I let out a sniffle as I tighten my grip around him.

"God, I'll never be able to forgive myself for leaving you alone."

I pull away from him, "It's ok, you're here now and that's all that matters to me."

"I love you." 

I look into his eyes for a moment, "I love you."

I'm still not happy with Joe declaring himself single so when he leans in for a kiss, I turn my head to the side.

"I'm hungry, we should order some food." I clear my throat.

"Um, ok." He stands to his feet and takes his seat opposite me. 

We fall into a comfortable silence as we flip through the menu. Once we have finally ordered, I just stare at Joe.

"What?" He gives me an uncomfortable look.

"Why did you say that you was single?" I look him in the eyes. "You was wrong as hell for saying that knowing that I would find out about it."

His eyes flicker to my left hand which is ringless, "Is that why you're not wearing your engagement ring?"

"If you said you was single," I lean forward, "then who the hell was I engaged to?"

"Amerie." I stop him.

"Don't do that, I thought that we were going to reconcile until you went and told the world that you was no longer in a relationship. Do you know how embarrassing that was for me?" I sigh. "I was out with my friends, wearing my engagement ring. I looked and felt stupid. It hurt that you couldn't tell me that it was over because if you had stuck around to listen, then you would have heard me tell you that I needed a break to be me."

"That's you basically saying that you don't want me." He argues back.

"Only because you are interpreting it in that way." I snap. "I took a break from everything to focus on me, I haven't been to work in a month.
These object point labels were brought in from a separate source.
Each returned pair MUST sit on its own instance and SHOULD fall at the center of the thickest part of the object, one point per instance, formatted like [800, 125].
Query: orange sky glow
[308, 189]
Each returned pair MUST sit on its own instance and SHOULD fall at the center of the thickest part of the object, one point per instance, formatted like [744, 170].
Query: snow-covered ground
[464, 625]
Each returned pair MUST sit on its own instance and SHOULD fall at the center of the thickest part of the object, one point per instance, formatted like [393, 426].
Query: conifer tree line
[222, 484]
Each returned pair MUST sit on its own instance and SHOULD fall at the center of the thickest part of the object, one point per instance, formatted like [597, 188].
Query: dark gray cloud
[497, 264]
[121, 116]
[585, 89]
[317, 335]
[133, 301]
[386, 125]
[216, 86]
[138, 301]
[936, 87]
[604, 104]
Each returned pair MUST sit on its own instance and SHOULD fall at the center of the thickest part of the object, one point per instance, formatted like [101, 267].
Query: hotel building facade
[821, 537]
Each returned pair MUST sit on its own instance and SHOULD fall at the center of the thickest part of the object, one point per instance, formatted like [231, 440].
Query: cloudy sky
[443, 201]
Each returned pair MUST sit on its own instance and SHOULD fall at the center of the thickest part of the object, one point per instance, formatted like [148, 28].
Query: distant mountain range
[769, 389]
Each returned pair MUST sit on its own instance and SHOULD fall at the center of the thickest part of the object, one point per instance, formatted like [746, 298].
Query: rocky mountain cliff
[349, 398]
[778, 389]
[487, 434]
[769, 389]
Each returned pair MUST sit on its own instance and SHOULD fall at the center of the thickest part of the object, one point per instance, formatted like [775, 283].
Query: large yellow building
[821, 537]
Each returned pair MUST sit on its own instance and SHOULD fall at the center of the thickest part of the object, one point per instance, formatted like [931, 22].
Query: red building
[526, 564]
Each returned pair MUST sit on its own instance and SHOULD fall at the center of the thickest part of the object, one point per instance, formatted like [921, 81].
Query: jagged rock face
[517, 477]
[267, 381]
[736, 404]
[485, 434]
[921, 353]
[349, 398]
I have spent the last few weeks just enjoying myself and not having to worry about anything."

He doesn't respond, we just stare at one and another without saying a single word.

I feel tears beginning to surface again and I don't want to go through this again so I stand to my feet.

"I'm not going to do this, I was supposed to be meeting my mom for dinner but instead you are here in her place." I rub my lips together. "I never thought that things would get this bad between us but I have to put my foot down and know when to go so bye."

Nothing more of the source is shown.